Sounds like a high-discharge rate application where quick battery replacement would be ideal. Have you looked into power tool batteries? All the safety and cell balancing is built into the packs and the pin outs are well documented on forums.

If you are looking to minimize cost, weight, and maximize efficiency stacking cells wins hands down every time. The only thing paralleling cells does is eliminate the cell balancing... which at that voltage can be done with a single IC.
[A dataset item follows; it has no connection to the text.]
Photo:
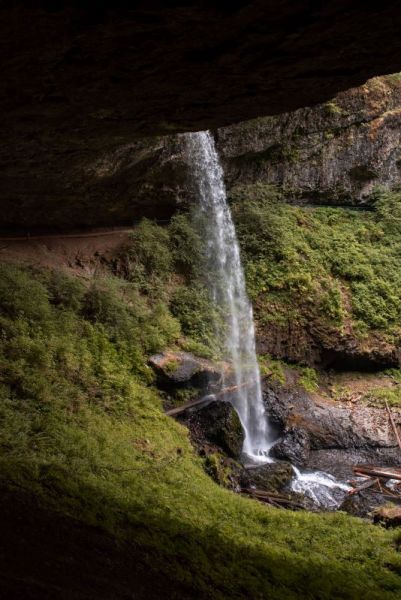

• Thanks for the info. So ideally, I wanted all of the charging circuitry to be contained inside of the device. (~6"x6"x3") With this are you suggesting using it with the charger it comes with? (sorry if I'm misunderstanding)
– Ryan
Jan 26 '16 at 3:19
• I have a Dewalt screw driver, 12V, whose charger is about that size. You can take apart the enclosure and keep the electronics and connector. You can discharge the pack with it connect to the battery management system (BMS). I did that once with a laptop pack. Jan 26 '16 at 3:44
• Thanks. I just checked out my drill charger. It looks like that one is nicad. @18v. I should have mentioned that the 6x6x3 is before we put everything else we need in it. Actual available space (not including batteries) is probably ~2"x2"x1" (might be able to make 2"x3"x1" work) Also, interfacing with a DC jack instead of a C14 connector is important.
– Ryan
Jan 26 '16 at 4:00

Your better off with single cell if your going to buy an off the shelf lipo charger, that means you'd better be albe to find a dc/dc converter to boost the output from the charger to 12V. Here is an example, you should investigate all the major suppliers like TI, Analog, and some other companies on digikey to see if there is a better way. You can get dev boards for most of these converters. You may even be able to find a module on digikey. Parameteric search is your friend. Engineering is full of tradeoffs, so don't marry yourself to one particular design or way to do something. I see two tradeoffs, you can get a multi lipo charger (I didn't find any in a quick search) and use a step down DC/DC. Or use a step up DC/DC and a single cell lipo charger. You may do some searching and find one is easier than the other, or one is cheaper, or too complicated. Good luck

http://www.linear.com/parametric/Switching_Regulator#!cols_1038,2167,1107,1367,1035,1646,1033,1032,1034,1105!s_0,1!gtd_!1032_%3C=3.5!1107_%3E=2!1034_%3E=14

• Sparkfun has some good single cell stuff, ebay is usually a good place to get cheap DC/DC's from china also, but I have only used step down DC's Jan 26 '16 at 0:20
• Thanks for the info. I checked out most of the data sheets on the boost converters on the link you to. It doesn't look like any of them will go all of the way from 3.7v to 12v at 2A. Most will do 3.7 to 12v, but they won't do it at 2A.